当前位置：网站首页>Cvpr2021 | multi view stereo matching based on self supervised learning (cvpr2021)

Cvpr2021 | multi view stereo matching based on self supervised learning (cvpr2021)

2022-07-29 07:13:00 【51CTO】

Self-supervised Learning of Depth Inference for Multi-view Stereo (CVPR2021)

Code address ：Github: https://github.com/JiayuYANG/Self-supervised-CVP-MVSNet

Self-sup CVP-MVSNet brief introduction

Although in recent years, multi view stereo matching based on deep learning （Multi-view Stereo, MVS） Remarkable progress has been made , But these methods usually rely on a large amount of labeled data , However, the truth label data acquisition of multi view depth estimation is more challenging . Therefore, this paper proposes a self supervised learning framework for multi view stereo matching , This framework adopts a two-stage training strategy . In particular , The first stage is unsupervised learning of network model based on image reconstruction loss , The second stage is self supervised learning based on pseudo tags , The generated pseudo tags are fused by multi view depth estimation . Experimental results show that ,Self-sup. CVP-MVSNet The reconstruction performance of unsupervised learning method is the best , The reconstruction effect is equivalent to that of the supervised method .

Preliminary knowledge 1: CVP-MVSNet Network review

Cost Volume Pyramid Based Depth Inference for Multi-view Stereo (CVPR2020)
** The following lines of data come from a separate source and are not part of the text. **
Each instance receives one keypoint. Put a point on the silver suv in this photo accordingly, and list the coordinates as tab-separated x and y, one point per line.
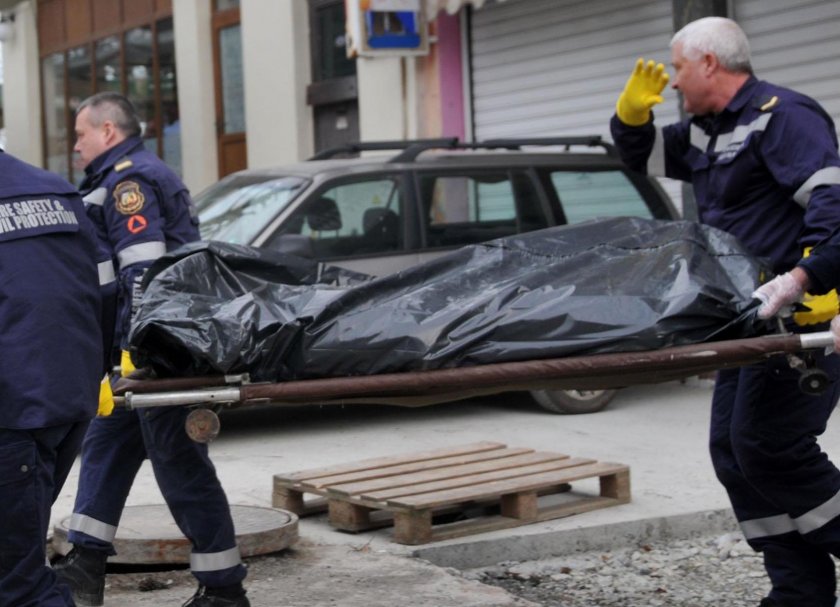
392	205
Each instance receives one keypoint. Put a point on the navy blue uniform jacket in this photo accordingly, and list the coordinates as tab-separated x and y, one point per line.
51	356
141	210
766	169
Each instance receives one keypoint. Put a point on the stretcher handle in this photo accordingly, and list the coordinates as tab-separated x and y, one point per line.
815	341
672	362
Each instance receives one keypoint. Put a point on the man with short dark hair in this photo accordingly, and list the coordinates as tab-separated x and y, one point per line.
764	165
51	362
142	210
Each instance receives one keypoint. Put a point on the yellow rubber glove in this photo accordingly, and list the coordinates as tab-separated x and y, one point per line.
126	366
106	398
642	91
822	308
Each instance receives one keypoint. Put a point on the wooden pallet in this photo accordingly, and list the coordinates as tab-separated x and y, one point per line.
419	493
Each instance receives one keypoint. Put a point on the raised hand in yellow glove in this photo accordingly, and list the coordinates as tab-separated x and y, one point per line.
642	91
821	308
126	366
106	398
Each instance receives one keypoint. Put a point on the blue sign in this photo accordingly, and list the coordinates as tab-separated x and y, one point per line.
392	29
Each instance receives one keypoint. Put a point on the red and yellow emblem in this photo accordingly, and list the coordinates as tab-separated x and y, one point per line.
128	198
136	224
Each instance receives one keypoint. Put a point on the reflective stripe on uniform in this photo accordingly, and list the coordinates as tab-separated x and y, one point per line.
215	561
106	273
782	523
741	132
826	176
772	525
138	253
96	197
90	526
819	516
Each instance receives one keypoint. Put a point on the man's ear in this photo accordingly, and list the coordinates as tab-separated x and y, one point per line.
711	64
110	131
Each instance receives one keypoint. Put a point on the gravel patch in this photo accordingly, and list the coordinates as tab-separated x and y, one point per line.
722	571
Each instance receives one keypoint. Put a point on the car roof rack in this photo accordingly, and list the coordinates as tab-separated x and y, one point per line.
370	146
412	151
567	142
412	148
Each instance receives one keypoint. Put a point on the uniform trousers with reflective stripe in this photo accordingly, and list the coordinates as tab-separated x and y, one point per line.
784	490
112	452
33	467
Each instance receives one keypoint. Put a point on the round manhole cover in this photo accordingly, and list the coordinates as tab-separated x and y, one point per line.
148	535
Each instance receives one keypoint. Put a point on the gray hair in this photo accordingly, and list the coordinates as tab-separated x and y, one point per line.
114	107
717	35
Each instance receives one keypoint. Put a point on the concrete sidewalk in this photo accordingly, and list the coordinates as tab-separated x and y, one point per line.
659	431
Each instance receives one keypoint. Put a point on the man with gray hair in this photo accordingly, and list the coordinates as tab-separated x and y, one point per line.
141	210
764	166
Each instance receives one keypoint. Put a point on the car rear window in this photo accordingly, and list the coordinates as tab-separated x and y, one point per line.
590	194
472	208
CVPR2021| Multi view stereo matching based on self supervised learning (CVPR2021)_ Multiview

chart 1 CVP-MVSNet Network architecture

CVP-MVSNet Based on coarse-to-fine Multi view depth estimation network architecture , First, the reference image and the source image are down sampled to obtain the image pyramid , Then the feature extraction network with shared weights is used to extract features for all scales of images , The extracted features are transformed into cost volume by homography . The low resolution depth map is regressed through the cost volume of the lowest resolution , Then in the subsequent stage, the residual of the depth map is predicted by the cost volume .CVP-MVSNet For cost volume regularization in 3D ConvNet It is characteristic between different scales , And support the use of low resolution image training , High resolution image test .
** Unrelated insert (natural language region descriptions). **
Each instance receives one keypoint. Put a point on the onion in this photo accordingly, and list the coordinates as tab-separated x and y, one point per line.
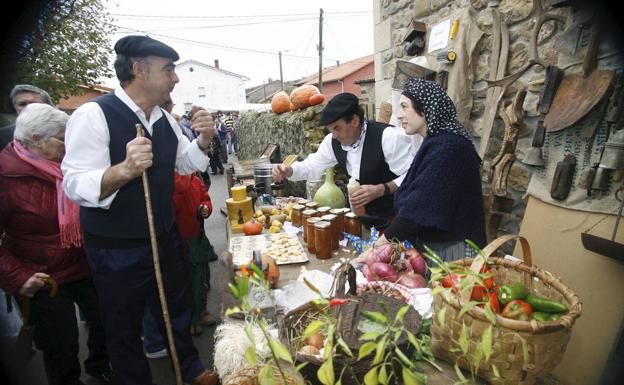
412	281
417	261
385	271
329	194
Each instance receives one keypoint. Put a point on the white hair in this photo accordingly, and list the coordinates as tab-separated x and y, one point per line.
41	119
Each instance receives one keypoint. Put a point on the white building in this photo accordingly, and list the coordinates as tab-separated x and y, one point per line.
207	86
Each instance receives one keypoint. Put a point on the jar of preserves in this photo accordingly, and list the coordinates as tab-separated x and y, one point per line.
331	218
353	225
310	231
304	220
297	215
322	239
339	213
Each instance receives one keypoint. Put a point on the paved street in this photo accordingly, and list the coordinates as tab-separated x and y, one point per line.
162	370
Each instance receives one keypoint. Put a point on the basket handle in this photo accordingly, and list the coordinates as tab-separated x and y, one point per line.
490	249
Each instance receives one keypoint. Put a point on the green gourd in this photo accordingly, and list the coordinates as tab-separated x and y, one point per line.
329	194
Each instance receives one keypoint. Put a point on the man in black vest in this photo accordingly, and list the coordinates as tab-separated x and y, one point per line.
375	154
102	171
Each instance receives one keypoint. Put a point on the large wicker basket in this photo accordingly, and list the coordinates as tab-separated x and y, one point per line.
546	341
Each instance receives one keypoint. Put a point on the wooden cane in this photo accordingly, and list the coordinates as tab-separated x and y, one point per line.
159	281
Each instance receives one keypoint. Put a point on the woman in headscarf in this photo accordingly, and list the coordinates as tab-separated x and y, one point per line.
440	203
42	239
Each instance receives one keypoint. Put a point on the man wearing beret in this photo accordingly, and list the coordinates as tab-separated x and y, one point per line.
375	154
102	171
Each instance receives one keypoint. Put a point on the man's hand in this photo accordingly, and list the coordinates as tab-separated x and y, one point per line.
139	157
33	285
203	123
365	194
281	172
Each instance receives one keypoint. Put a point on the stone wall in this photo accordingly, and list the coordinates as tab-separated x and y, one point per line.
392	23
296	132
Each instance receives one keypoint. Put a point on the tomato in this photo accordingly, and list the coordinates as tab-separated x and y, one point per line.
315	340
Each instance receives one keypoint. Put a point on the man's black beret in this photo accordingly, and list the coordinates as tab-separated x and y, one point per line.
340	106
144	46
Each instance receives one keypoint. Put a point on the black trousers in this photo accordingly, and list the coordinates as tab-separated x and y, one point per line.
56	332
126	284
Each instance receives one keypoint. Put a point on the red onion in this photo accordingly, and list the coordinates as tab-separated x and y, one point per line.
385	271
412	281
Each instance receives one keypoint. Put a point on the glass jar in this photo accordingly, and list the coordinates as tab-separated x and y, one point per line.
323	210
297	215
331	218
339	213
304	222
312	205
353	225
310	231
322	239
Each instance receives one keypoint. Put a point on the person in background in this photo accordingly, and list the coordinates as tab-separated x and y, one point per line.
439	203
103	167
42	239
22	95
376	154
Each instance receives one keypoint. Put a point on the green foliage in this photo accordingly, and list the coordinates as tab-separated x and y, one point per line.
69	47
391	363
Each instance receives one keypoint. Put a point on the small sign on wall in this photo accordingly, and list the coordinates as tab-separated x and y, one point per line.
438	38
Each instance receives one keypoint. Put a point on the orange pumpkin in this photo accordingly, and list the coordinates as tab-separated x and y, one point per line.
316	99
252	227
300	96
280	102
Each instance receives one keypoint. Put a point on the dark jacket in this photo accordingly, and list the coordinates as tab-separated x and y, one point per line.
28	217
440	199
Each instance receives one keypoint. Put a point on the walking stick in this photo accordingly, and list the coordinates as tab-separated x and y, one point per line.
159	282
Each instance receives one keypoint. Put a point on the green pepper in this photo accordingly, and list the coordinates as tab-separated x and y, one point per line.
541	316
517	309
541	304
513	291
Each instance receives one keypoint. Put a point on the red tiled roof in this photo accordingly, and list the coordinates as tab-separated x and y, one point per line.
338	72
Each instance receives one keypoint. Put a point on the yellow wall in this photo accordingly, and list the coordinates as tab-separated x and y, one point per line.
554	234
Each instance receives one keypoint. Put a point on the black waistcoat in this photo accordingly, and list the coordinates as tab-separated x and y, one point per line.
127	216
373	167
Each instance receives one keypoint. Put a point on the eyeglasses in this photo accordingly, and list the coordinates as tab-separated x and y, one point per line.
57	139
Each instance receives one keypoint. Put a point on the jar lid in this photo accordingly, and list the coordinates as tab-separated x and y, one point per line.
322	225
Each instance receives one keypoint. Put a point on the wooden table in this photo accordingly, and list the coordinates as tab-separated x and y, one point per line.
291	272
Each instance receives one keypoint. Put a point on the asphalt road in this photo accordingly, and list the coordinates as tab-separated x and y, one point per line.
162	369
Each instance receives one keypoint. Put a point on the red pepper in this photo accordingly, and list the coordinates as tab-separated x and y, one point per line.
517	309
337	302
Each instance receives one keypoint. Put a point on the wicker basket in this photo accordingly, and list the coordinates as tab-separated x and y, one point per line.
546	341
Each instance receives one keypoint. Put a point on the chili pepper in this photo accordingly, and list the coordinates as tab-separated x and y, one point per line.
337	302
451	280
513	291
541	304
517	309
541	316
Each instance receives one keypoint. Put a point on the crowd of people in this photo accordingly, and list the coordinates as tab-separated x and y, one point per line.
72	207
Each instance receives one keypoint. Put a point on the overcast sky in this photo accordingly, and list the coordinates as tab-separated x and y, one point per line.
246	35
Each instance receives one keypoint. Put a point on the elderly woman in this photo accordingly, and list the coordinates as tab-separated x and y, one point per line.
42	239
439	204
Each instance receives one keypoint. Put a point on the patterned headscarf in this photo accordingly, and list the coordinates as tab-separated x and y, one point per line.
440	113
Preliminary knowledge 2: Unsupervised / Self supervised learning MVS Method review

Learning Unsupervised Multi-view Stereopsis via Robust Photometric Consistency (CVPRW2019)

With UnsupMVS Methods as an example , Unsupervised multi view stereo matching means that there is no ground-truth In the case of depth maps , The method of using the photometric consistency of multiple views to supervise . In particular , In the process of network training, image reconstruction loss is used ： Depth map based on network prediction , Project the source image under the reference view , Calculate the photometric difference between the reference image and the projection transformed source image , The photometric difference between multi view images is the supervision signal of network training . Considering that there may be occlusion between multiple views , Therefore, when calculating the photometric loss TopK The strategy of . Computation M=6 Photometric loss between source images , But only choose K=3 Calculate the loss term with the smallest error .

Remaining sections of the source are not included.